The Legal Intelligencer

Liens Leaving Settlements Unsettled

3/26/2013
Amaris Elliott-Engel

Editor’s note: This article is the first of a two-part series. To read part two, click here.

When Jewis “J.J.” McCoy got a settlement after he took the diabetes drug Avandia, the Kansas City, Mo., man hoped to achieve some financial stability.

He wanted to get a decent car after he had a vehicle repossessed in 2008. And he wanted to get caught up on bills. And he hoped that he wouldn’t have to make the typical choice he has to make between ensuring his car is in decent shape or paying for heat in the winter or air conditioning in the summer.

But the 68-year-old retiree said that what was “like a gold mine in my situation” ended up not being so after he received an undisclosed settlement from GlaxoSmithKline for using a drug that McCoy said left him with coronary artery disease, stroke-like transient ischemic attacks and heart arrhythmia.
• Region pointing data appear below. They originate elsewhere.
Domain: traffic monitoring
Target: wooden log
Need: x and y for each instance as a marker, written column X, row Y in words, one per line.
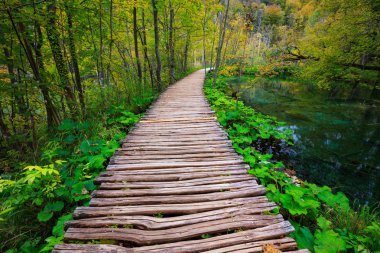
column 153, row 223
column 191, row 182
column 162, row 189
column 283, row 244
column 259, row 234
column 148, row 237
column 179, row 209
column 168, row 177
column 173, row 165
column 242, row 166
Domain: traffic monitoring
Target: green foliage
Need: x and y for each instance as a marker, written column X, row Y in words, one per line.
column 46, row 194
column 314, row 210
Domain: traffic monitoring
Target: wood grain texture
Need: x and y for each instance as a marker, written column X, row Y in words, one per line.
column 175, row 179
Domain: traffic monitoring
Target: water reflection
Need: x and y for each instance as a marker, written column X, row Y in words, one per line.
column 337, row 140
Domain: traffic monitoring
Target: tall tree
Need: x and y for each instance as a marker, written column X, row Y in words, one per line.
column 53, row 37
column 171, row 44
column 157, row 44
column 222, row 31
column 135, row 30
column 73, row 54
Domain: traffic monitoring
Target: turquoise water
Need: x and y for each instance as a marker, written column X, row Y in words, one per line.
column 337, row 141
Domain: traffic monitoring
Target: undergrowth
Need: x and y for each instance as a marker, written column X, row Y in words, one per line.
column 323, row 220
column 38, row 200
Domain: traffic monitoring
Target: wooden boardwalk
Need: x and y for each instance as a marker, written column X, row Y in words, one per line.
column 177, row 185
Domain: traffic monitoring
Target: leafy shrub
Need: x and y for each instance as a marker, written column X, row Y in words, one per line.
column 313, row 210
column 229, row 70
column 45, row 195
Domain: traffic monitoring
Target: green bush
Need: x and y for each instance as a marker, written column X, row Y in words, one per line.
column 37, row 201
column 315, row 211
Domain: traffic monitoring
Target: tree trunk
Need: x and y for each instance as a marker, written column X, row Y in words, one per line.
column 101, row 74
column 139, row 73
column 74, row 59
column 3, row 127
column 109, row 73
column 186, row 52
column 204, row 36
column 63, row 72
column 145, row 48
column 171, row 45
column 156, row 46
column 220, row 42
column 51, row 111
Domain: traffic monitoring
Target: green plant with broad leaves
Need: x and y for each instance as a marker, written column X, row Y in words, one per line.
column 44, row 196
column 316, row 212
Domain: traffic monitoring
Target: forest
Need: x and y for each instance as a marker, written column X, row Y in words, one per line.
column 76, row 76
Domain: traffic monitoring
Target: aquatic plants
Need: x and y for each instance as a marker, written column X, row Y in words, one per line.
column 311, row 208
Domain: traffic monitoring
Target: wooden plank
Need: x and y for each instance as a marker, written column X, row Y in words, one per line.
column 169, row 177
column 178, row 162
column 283, row 244
column 172, row 160
column 117, row 197
column 148, row 237
column 190, row 182
column 259, row 234
column 153, row 223
column 173, row 165
column 179, row 189
column 168, row 209
column 90, row 248
column 242, row 166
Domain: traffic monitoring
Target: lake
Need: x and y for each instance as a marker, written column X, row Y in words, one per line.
column 337, row 141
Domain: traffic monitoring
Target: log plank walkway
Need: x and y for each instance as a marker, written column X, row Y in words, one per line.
column 177, row 185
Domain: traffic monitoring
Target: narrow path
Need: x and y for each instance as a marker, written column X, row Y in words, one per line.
column 177, row 185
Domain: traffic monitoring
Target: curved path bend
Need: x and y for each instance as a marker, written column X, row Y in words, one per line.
column 177, row 185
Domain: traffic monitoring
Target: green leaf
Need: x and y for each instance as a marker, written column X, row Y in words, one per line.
column 323, row 223
column 328, row 242
column 55, row 206
column 44, row 216
column 96, row 162
column 58, row 229
column 303, row 237
column 332, row 200
column 89, row 185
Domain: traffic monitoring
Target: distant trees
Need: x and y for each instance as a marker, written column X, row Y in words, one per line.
column 65, row 59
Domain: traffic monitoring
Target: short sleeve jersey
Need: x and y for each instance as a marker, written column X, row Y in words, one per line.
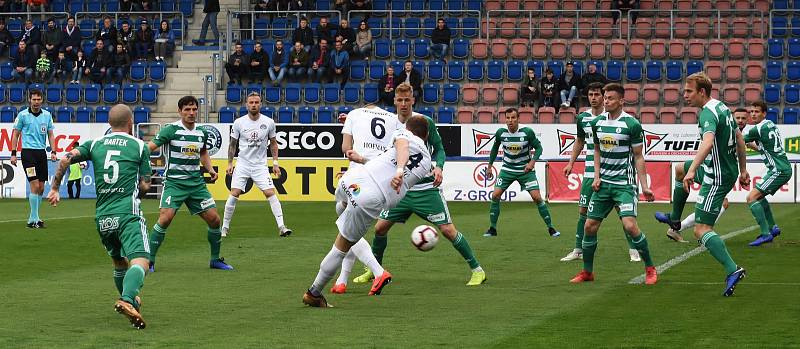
column 119, row 160
column 254, row 139
column 34, row 128
column 584, row 121
column 616, row 139
column 517, row 147
column 770, row 143
column 182, row 153
column 721, row 165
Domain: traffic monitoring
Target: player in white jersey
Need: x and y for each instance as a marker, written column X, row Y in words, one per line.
column 252, row 135
column 369, row 189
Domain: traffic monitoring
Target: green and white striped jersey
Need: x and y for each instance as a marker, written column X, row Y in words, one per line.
column 182, row 153
column 770, row 143
column 616, row 140
column 119, row 160
column 584, row 121
column 517, row 148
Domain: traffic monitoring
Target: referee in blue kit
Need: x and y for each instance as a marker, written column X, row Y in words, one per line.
column 36, row 127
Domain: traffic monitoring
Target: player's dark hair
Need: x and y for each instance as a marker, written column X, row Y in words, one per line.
column 418, row 125
column 187, row 100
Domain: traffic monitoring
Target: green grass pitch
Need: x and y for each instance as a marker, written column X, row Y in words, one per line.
column 56, row 289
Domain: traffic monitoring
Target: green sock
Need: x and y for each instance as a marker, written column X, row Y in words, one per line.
column 640, row 244
column 758, row 213
column 462, row 246
column 379, row 246
column 132, row 284
column 679, row 197
column 119, row 275
column 767, row 212
column 156, row 239
column 494, row 213
column 589, row 245
column 579, row 231
column 716, row 247
column 545, row 213
column 214, row 241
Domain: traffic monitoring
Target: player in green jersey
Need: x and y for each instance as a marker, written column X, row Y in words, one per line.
column 518, row 166
column 584, row 137
column 184, row 182
column 121, row 172
column 770, row 144
column 618, row 148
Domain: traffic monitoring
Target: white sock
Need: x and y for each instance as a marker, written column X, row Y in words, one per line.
column 364, row 253
column 327, row 269
column 347, row 267
column 230, row 206
column 277, row 211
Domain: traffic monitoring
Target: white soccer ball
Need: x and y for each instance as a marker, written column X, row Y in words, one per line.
column 424, row 237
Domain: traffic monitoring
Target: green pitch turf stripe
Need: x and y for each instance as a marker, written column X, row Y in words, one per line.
column 696, row 251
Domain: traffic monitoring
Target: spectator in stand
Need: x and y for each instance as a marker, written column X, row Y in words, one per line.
column 569, row 84
column 52, row 39
column 529, row 90
column 237, row 66
column 547, row 87
column 259, row 63
column 324, row 31
column 387, row 84
column 144, row 40
column 98, row 63
column 107, row 33
column 320, row 60
column 72, row 39
column 24, row 62
column 340, row 64
column 78, row 67
column 363, row 41
column 412, row 77
column 121, row 62
column 164, row 40
column 304, row 35
column 211, row 9
column 298, row 62
column 440, row 40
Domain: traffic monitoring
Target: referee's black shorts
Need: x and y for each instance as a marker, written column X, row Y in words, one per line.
column 34, row 162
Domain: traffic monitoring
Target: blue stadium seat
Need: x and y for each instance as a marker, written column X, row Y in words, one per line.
column 8, row 114
column 445, row 115
column 141, row 114
column 233, row 94
column 292, row 93
column 436, row 70
column 772, row 93
column 475, row 70
column 325, row 114
column 352, row 93
column 331, row 92
column 633, row 70
column 65, row 114
column 430, row 93
column 53, row 93
column 371, row 94
column 101, row 114
column 286, row 114
column 130, row 93
column 110, row 93
column 311, row 93
column 149, row 93
column 455, row 70
column 83, row 114
column 305, row 114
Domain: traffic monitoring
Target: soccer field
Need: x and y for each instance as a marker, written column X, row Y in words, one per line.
column 56, row 287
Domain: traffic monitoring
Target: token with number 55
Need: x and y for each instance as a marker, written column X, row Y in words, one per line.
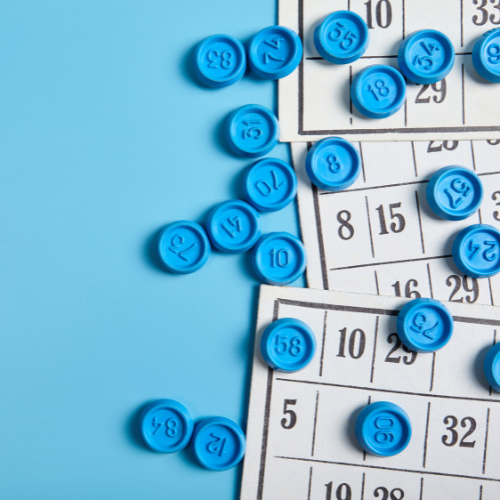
column 288, row 345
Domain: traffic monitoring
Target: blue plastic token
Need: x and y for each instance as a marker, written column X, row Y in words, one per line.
column 426, row 56
column 333, row 164
column 492, row 367
column 378, row 91
column 218, row 443
column 454, row 193
column 270, row 185
column 184, row 247
column 220, row 61
column 288, row 345
column 486, row 55
column 166, row 426
column 383, row 429
column 275, row 52
column 424, row 325
column 252, row 131
column 233, row 226
column 342, row 37
column 279, row 258
column 476, row 251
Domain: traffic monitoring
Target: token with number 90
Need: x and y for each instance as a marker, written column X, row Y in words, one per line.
column 288, row 345
column 383, row 429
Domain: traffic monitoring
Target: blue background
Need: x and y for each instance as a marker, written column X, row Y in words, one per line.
column 104, row 139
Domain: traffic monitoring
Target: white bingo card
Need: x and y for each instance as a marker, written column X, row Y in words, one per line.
column 300, row 436
column 380, row 236
column 314, row 101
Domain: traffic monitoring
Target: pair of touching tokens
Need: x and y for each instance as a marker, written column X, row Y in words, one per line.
column 273, row 53
column 289, row 345
column 425, row 56
column 455, row 193
column 167, row 427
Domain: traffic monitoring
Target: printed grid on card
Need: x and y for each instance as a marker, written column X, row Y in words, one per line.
column 300, row 434
column 380, row 236
column 314, row 101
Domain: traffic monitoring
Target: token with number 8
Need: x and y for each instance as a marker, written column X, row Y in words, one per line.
column 288, row 345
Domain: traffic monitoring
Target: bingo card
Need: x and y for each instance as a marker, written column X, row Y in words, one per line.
column 301, row 442
column 314, row 101
column 380, row 236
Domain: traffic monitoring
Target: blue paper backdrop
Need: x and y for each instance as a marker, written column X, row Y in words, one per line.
column 104, row 138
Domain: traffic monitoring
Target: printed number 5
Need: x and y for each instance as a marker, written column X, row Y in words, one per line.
column 293, row 415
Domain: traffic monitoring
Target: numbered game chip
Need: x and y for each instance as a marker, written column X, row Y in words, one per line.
column 166, row 426
column 252, row 131
column 424, row 325
column 220, row 61
column 486, row 56
column 270, row 185
column 378, row 91
column 183, row 247
column 288, row 345
column 476, row 251
column 342, row 37
column 279, row 258
column 218, row 443
column 383, row 429
column 233, row 226
column 492, row 367
column 426, row 57
column 454, row 193
column 333, row 164
column 275, row 52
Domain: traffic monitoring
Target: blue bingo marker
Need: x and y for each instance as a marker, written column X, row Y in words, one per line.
column 183, row 247
column 252, row 131
column 383, row 429
column 218, row 443
column 378, row 91
column 220, row 61
column 270, row 185
column 492, row 367
column 166, row 426
column 426, row 56
column 454, row 193
column 424, row 325
column 275, row 52
column 288, row 345
column 476, row 251
column 486, row 56
column 333, row 164
column 279, row 258
column 233, row 226
column 342, row 37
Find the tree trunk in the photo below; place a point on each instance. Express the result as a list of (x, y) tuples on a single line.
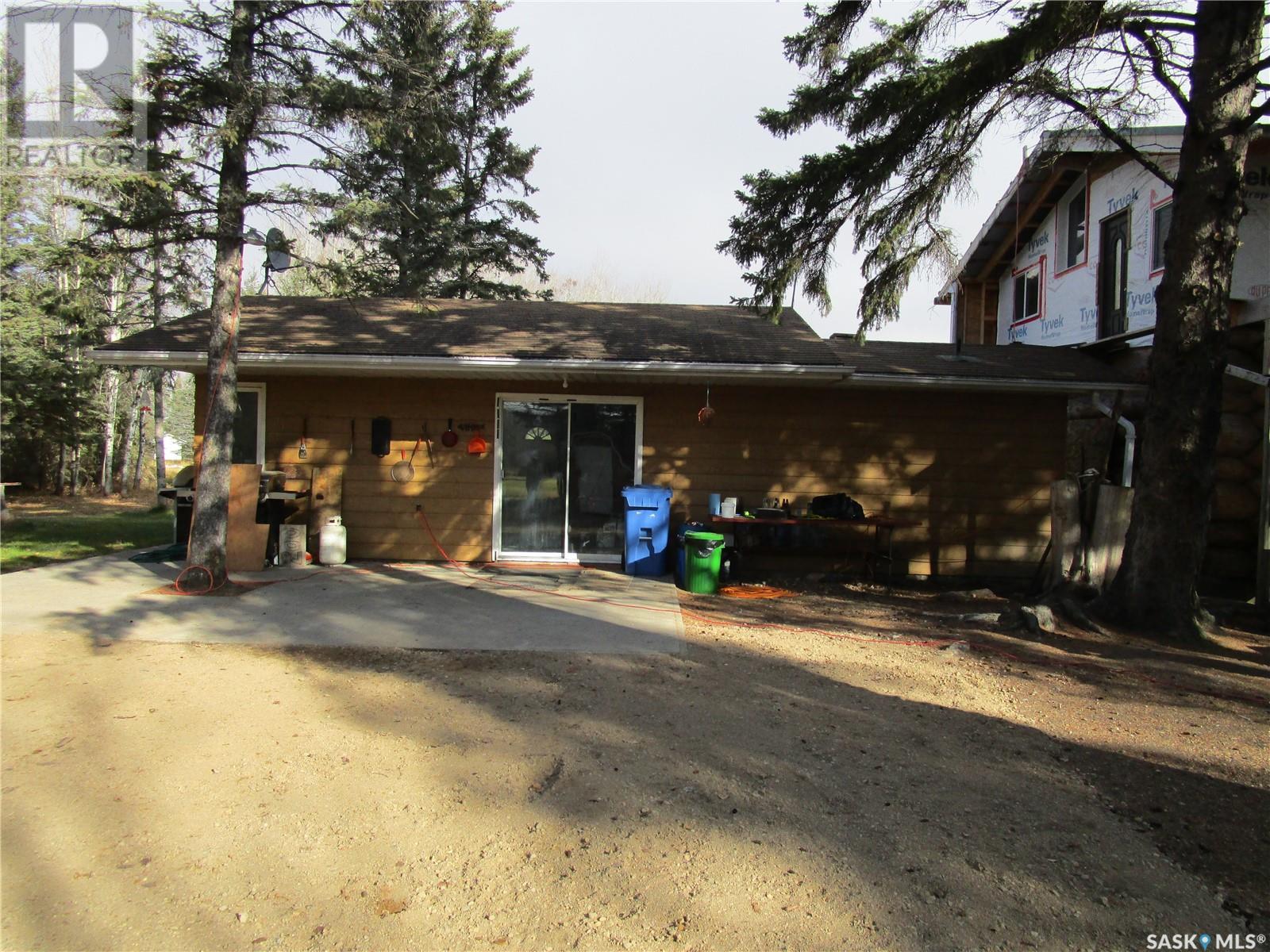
[(160, 455), (111, 393), (111, 384), (137, 461), (160, 378), (213, 460), (1156, 587), (129, 438)]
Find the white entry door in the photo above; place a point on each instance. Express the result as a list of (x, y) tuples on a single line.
[(560, 465)]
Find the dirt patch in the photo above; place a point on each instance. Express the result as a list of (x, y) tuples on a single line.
[(766, 789)]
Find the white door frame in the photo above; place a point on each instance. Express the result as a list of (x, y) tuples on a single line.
[(264, 390), (564, 399)]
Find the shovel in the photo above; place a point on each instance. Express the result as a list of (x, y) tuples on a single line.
[(427, 440)]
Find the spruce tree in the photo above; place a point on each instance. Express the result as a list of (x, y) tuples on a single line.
[(235, 86), (435, 187), (914, 107)]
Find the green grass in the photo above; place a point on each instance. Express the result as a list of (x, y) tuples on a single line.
[(41, 539)]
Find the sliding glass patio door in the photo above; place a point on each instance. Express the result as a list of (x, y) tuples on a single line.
[(560, 467)]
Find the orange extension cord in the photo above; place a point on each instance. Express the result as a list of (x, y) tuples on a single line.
[(844, 636)]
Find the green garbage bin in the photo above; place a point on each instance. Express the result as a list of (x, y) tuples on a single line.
[(702, 562)]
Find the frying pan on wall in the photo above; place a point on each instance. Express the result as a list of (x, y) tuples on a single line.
[(450, 438), (403, 471)]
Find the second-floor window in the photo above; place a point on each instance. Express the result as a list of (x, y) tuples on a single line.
[(1072, 216), (1161, 220), (1026, 294)]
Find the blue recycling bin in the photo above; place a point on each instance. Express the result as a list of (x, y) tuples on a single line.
[(648, 530), (679, 559)]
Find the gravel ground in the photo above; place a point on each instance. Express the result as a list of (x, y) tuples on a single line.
[(765, 790)]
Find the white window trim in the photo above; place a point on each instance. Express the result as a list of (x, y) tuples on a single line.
[(1153, 268), (1022, 274), (565, 558), (260, 416)]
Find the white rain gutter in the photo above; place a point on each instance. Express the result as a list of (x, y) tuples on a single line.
[(1130, 438), (997, 385), (389, 365)]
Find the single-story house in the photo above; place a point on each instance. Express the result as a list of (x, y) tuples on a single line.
[(1071, 257), (577, 400)]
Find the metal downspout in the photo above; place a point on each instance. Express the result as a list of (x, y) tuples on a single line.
[(1130, 438)]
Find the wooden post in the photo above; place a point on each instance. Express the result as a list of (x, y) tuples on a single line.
[(1064, 528), (1110, 526)]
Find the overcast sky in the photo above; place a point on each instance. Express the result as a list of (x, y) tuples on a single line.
[(645, 114)]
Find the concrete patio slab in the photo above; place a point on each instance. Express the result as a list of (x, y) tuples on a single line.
[(374, 606)]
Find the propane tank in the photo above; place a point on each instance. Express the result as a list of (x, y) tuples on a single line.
[(333, 543)]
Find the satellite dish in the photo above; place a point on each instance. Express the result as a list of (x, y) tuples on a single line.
[(277, 248)]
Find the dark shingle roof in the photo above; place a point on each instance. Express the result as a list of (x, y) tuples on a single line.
[(600, 333), (977, 361), (527, 330)]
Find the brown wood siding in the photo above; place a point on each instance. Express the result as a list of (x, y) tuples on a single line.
[(975, 469)]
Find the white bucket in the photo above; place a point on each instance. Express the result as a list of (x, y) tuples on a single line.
[(292, 541), (333, 543)]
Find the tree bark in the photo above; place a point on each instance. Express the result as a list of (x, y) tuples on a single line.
[(160, 455), (139, 460), (159, 376), (206, 565), (129, 437), (1156, 588), (111, 400), (75, 470)]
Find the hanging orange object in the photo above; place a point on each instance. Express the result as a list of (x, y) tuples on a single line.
[(706, 413)]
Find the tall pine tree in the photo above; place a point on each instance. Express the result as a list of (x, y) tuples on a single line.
[(435, 184), (914, 107)]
There were long delays in his settlement funds being dispersed to him because of the possibility that there might be a lien asserted against his settlement by a private insurer that provides Medicare benefits.

While McCoy was waiting for his settlement proceeds, McCoy said he borrowed money against the settlement with 300 percent interest being charged on three loans. McCoy said that by the time he got the majority of his settlement minus a holdback in case a lien was asserted, he had only $800 left after he caught up on bills, paid back the loans, gave his children some money and paid his personal property taxes.

Thomas J. Preuss, a partner with the law firm that represents McCoy, Kansas City, Mo.-based Wagstaff & Cartmell, said liens cut against the ultimate goal of a plaintiffs attorney to get recovery for clients.

“You obviously want to get the most amount of money in your client’s pocket as possible and you want to deal with it as timely as possible because these are people in tough spots,” Preuss said.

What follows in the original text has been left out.